Je relevais timidement la tête et le regardais. Il souriait encore.

-Sois rassurée alors, souffla t-il. Ca marche très bien.

-Mais je ne suis plus sûre de vouloir ça, répondis-je. Je ne sais pas ce que je veux, je suis idiote. Vous l'avez dit vous-même.

Il poussa un soupir, et m'invita à entrer dans sa chambre. Je m'asseyais sur la chaise et il s'installa sur le lit.

-Je t'ai vraiment dit que tu étais idiote ? demanda t-il.

-Oui. Quand j'ai voulu, euh, me suicider.

-Oh, c'était surtout parce que j'étais furieux que tu ai tenté de faire une bêtise pareille.

Je baissais la tête et regardais le sol, très mal à l'aise de me retrouver dans sa chambre, mais après être venue camper dans son couloir, je ne pouvais pas m'enfuir en courant.

Il soupira à nouveau, se leva et parcourut du doigt les couvertures des livres posés sur une étagère. Je l'observais à la dérobée. Il se retourna et je constatais qu'il était aussi gêné que moi, si ce n'était plus.

-Ton mari va s'inquiéter, lâcha t-il avec un certain dégoût.

-Il dort, répondis-je paisiblement.

Je me levais à mon tour et m'approchais de lui pour regarder les livres.

-Ca fait longtemps que je n'ai pas lu de livres, dis-je simplement.

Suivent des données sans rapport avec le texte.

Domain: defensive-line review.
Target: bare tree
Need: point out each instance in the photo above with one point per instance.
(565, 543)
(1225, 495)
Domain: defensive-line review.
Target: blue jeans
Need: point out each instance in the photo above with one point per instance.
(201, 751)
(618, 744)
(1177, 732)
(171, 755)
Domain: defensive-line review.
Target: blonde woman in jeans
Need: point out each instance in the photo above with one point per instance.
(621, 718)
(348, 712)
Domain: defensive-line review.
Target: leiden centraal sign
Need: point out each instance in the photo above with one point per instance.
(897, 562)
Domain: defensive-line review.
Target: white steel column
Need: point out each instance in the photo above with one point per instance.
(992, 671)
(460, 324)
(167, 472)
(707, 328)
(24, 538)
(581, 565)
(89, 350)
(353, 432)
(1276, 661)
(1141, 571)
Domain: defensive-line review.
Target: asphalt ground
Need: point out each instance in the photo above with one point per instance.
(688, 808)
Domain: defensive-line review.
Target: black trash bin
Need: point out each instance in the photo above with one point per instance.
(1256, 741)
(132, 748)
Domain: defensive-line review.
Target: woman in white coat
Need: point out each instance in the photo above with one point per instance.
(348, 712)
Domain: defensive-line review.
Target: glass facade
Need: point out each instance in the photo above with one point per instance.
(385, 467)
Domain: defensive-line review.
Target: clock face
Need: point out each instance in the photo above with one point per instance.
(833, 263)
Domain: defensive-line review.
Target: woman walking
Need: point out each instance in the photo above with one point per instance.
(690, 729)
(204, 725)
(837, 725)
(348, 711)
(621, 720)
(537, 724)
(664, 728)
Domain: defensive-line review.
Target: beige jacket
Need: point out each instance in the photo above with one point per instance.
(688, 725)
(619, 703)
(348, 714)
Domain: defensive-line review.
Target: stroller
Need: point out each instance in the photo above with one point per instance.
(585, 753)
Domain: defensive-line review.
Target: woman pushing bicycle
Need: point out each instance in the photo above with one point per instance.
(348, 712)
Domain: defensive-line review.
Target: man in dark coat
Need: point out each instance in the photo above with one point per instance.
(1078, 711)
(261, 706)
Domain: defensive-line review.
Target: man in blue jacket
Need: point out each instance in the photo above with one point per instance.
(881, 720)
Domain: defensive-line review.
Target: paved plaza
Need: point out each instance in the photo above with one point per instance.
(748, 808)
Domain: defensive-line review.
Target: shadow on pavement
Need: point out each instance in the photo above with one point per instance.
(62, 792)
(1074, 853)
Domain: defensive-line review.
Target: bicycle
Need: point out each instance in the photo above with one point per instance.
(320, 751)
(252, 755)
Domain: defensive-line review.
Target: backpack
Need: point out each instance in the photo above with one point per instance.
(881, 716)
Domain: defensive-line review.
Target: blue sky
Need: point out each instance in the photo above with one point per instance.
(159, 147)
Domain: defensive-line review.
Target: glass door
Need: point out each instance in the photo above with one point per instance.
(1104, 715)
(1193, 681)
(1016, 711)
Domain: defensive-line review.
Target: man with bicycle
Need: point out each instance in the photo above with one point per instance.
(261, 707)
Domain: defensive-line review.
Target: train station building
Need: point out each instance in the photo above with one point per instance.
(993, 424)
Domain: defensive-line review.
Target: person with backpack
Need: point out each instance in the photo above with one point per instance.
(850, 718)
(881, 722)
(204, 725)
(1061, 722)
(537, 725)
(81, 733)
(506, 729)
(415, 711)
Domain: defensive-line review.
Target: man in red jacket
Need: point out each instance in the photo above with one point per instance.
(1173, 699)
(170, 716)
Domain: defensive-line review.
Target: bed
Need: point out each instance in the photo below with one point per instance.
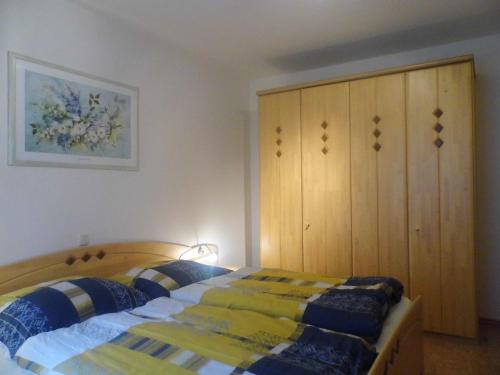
(399, 346)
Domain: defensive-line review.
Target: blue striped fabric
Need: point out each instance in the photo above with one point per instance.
(63, 304)
(159, 281)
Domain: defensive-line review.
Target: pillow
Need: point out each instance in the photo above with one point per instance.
(62, 304)
(159, 281)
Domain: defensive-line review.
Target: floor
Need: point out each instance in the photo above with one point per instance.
(444, 355)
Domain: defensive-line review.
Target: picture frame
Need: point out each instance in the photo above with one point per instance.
(61, 117)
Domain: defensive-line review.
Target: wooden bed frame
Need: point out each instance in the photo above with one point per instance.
(401, 355)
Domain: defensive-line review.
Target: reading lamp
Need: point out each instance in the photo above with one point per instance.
(203, 252)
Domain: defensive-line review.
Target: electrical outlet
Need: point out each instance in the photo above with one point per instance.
(84, 240)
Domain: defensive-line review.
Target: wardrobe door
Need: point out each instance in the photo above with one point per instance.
(326, 180)
(379, 190)
(391, 177)
(281, 196)
(423, 194)
(440, 145)
(457, 198)
(363, 103)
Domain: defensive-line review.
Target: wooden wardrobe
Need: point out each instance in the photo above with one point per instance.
(374, 175)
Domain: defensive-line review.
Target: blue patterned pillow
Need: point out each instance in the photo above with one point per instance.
(63, 304)
(159, 281)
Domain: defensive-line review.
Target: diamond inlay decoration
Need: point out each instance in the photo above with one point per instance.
(437, 112)
(438, 127)
(439, 142)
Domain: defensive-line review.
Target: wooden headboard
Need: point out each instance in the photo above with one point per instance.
(99, 260)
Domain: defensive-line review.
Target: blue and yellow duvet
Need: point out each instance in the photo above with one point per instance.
(357, 306)
(197, 340)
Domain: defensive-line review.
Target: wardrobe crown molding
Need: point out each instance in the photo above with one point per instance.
(376, 73)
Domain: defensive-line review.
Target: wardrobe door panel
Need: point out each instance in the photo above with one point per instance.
(364, 178)
(326, 180)
(391, 176)
(423, 194)
(456, 190)
(290, 181)
(270, 196)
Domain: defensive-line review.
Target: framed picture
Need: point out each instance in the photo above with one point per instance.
(59, 117)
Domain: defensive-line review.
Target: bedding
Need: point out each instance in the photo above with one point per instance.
(160, 280)
(358, 305)
(167, 336)
(61, 303)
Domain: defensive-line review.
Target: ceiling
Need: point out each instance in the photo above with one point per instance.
(258, 38)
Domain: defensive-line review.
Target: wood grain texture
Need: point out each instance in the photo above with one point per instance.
(270, 191)
(326, 180)
(281, 180)
(456, 203)
(113, 258)
(291, 183)
(363, 102)
(377, 73)
(423, 193)
(391, 178)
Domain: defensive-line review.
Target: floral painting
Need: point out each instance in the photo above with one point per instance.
(65, 117)
(62, 117)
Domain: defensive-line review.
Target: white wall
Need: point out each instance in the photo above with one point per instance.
(190, 186)
(487, 58)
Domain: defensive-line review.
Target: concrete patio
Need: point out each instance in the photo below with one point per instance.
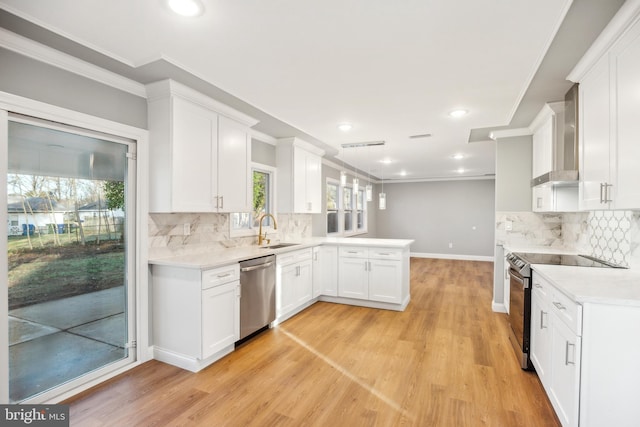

-Je ne pense pas qu'ils t'intéresseront.

Il était très proche de moi, trop proche. Je me reculais un peu pour mettre de la distance et le heurtais par mégarde. Comme une idiote, je m'étalais sur le sol et le regardais écarlate, avant de me mettre à rire. Il me tendit sa main, que je saisis aussitôt et me relevais... pour me retrouver collé à son torse. Les choses empiraient. Ma bonne résolution de rester loin de lui et de partir aussi vite que possible s'envola, je l'embrassais et passais la moitié de ce qu'il restait de la nuit entre ses bras.

Cette fois-ci, je n'avais pas trahi mon petit ami. J'avais fait mieux, j'avais trompé mon époux, que j'avais épousé tout spécialement pour que la personne avec qui j'avais –encore- couché souffre. Je me sentais une moins que rien alors que je retournais dans sa chambre, après avoir embrassé une dernière fois mon amant. Xael dormait profondément dans son lit. Je me déshabillait et m'allongeais contre lui. Au moins je n'avais plus mal à la tête.

D'un commun accord, Folken et moi ne parlâmes jamais de ces deux nuits, et de celles qui allaient suivre.